Things get more complex when you have multiple users editing content. Your code needs to know how to manage data across files when multiple people could be writing to those files at once. You have to introduce locking, and ways of dealing with that in your user interface.
The alternative to writing all this extra code is to have a data store that is slow and unreliable, and frequently loses your data. As no one wants that, what you end up building is your own, computationally expensive, disk intensive, crappy version of MySQL. In PHP. With only some of the features, and lots of new bugs.

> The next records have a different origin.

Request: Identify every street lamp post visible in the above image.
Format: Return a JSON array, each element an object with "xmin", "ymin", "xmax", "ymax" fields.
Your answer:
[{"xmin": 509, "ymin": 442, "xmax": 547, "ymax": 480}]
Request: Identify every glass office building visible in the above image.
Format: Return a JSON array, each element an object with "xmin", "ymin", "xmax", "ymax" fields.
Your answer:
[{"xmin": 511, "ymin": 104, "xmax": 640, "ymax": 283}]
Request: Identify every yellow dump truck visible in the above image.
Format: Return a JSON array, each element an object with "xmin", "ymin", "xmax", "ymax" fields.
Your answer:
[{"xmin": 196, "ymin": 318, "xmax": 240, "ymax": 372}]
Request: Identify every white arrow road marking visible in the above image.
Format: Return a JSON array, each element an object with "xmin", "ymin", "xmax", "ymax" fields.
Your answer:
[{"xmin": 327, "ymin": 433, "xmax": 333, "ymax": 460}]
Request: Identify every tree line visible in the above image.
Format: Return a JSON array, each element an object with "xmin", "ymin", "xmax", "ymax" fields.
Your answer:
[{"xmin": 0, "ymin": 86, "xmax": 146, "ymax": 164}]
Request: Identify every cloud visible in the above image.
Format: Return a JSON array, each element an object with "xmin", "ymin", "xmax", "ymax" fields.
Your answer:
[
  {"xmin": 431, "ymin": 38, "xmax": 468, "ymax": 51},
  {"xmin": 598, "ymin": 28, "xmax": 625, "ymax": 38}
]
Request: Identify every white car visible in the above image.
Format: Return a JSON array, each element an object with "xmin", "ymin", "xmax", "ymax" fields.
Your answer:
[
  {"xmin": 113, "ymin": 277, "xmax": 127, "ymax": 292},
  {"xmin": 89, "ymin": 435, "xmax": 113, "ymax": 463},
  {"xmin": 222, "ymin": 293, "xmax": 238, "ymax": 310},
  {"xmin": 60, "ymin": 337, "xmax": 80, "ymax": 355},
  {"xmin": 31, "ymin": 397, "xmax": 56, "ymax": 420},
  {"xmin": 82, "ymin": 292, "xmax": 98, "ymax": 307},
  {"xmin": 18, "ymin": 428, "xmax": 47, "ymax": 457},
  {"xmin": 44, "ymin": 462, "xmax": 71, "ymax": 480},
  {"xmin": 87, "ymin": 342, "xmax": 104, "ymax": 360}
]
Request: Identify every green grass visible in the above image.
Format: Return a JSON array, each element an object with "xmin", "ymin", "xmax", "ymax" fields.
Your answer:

You see, these problems have already been solved. Established computer science has gone down the path of storing relational data in flat files, encountered the problems, solved them and given us relational databases like MySQL. Fast, efficient, mainly bug-free, and already running on your hosting. And for the task in hand, exceptionally fast, reliable and lightweight.
Now that is heavy
So if MySQL is actually lightweight compared to the alternative solutions, what things are expensive? Genuinely heavyweight traits to look out for when evaluating a system include ‘live’ processing of Markdown or Textile, on-demand image resizing, and any activity, like a flat file hobo-database that is disk-intensive. I plan to write some more about these in a separate post.
Databases are not hard to use, once you spend a moment understanding the key concepts. A little bit more configuration work up-front provides tonnes of benefits down the road.
If you need some sort of data store, MySQL is vastly more ‘lightweight’ than the alternative of trying to emulate what it does in an inefficient language like PHP. Plus MySQL is already running on your server, so just use it. It solves problems you won’t even have to bother knowing about.
One of our design goals with Perch is to make a small, but high quality CMS. It should be just as robust as a large system, and not some sort of toy. For us, that meant providing strong foundations by using a proper relational database (not flat files) building a proper control panel (not a flimsy edit-on-page charade) and building a simple system, not an over-simplified one.